Voto di scambio, raccomandazioni, acquisizione del consenso viziata, oggi lo chiamano traffico di influenze, ma è vecchia come il cucco. Per anni e anni democristiani da una parte e comunisti dall’altra pur di distribuire posti fissi hanno generato un apparato pubblico mostruoso, burocratico, immobile e dannoso. Solo da noi si sono creati enti, organismi, istituti a doppioni e triploni; solo da noi i contratti pubblici godono di particolarità rispetto a quelli privati. Del resto basta vedere i confronti, certe vergogne sono possibili solo nell’impiego statale e sono difficili da replicare nel privato. Difficile che nel privato si timbri per andare a spasso, difficile che ci si “gratti la pancia”, difficile ammalarsi di venerdì o lunedì. Difficile che nel privato si creino uffici passacarte e si tenga il giornale sulla scrivania, come è difficile che ci siano più persone di quante ne servono. Solo nell’apparato pubblico è stato possibile, perché per anni e anni la politica ha fatto la finta tonta, ha chiuso gli occhi, ha continuato a viziare il consenso con assunzioni inutili ed elettorali. Del resto ci sarà un motivo se lo Stato in larga parte non funziona, se la burocrazia è un’ossessione, se le file di attesa sono interminabili, se i servizi sono da Medioevo. Non si contano gli enti senza senso, gli organismi sovrapposti, gli uffici stravaganti, per non parlare degli enti locali, delle Regioni a Statuto speciale o delle municipalizzate.

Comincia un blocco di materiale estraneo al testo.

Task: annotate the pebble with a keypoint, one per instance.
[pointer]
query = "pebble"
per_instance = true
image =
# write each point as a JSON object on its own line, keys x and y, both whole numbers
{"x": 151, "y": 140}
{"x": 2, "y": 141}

Ecco perché sempre di più escono fuori quelle vergogne del tipo “Ospedale Loreto Mare”, che esistono da anni e per anni sono state sottaciute. Il mito del “paga Pantalone” lo ha creato la politica. A partire dalla Prima Repubblica i cattocomunisti hanno generato una cultura dell’assistenza devastante e inaccettabile. Anche per questo il debito e la spesa pubblica sono degenerati, l’efficienza è andata a farsi friggere, la burocrazia è diventata un demone.
Serve la cultura dello sviluppo, della legalità, del rispetto della cosa pubblica, dell’efficienza e soprattutto serve lo Stato minimo. Quello Stato minimo utile, efficace, rapido e concreto, in grado di aiutare e sostenere chi ha bisogno, chi ha diritto, chi sta peggio, chi si rivolge ai pubblici uffici per risolvere e non per impazzire.
Serve un’altra politica, liberale, democratica, laica, repubblicana, in grado di far rispettare diritti e doveri, necessità e bisogno, obblighi e incombenze. Solo così ne usciremo fuori e le vergogne dei furbetti, dei finti malati o invalidi, dei nullafacenti, o peggio ancora degli eterni mangiapane a tradimento, potranno cessare. Serve insomma la buona politica e non la politica dei finti tonti, che a forza di far finta ci ha ridotti così.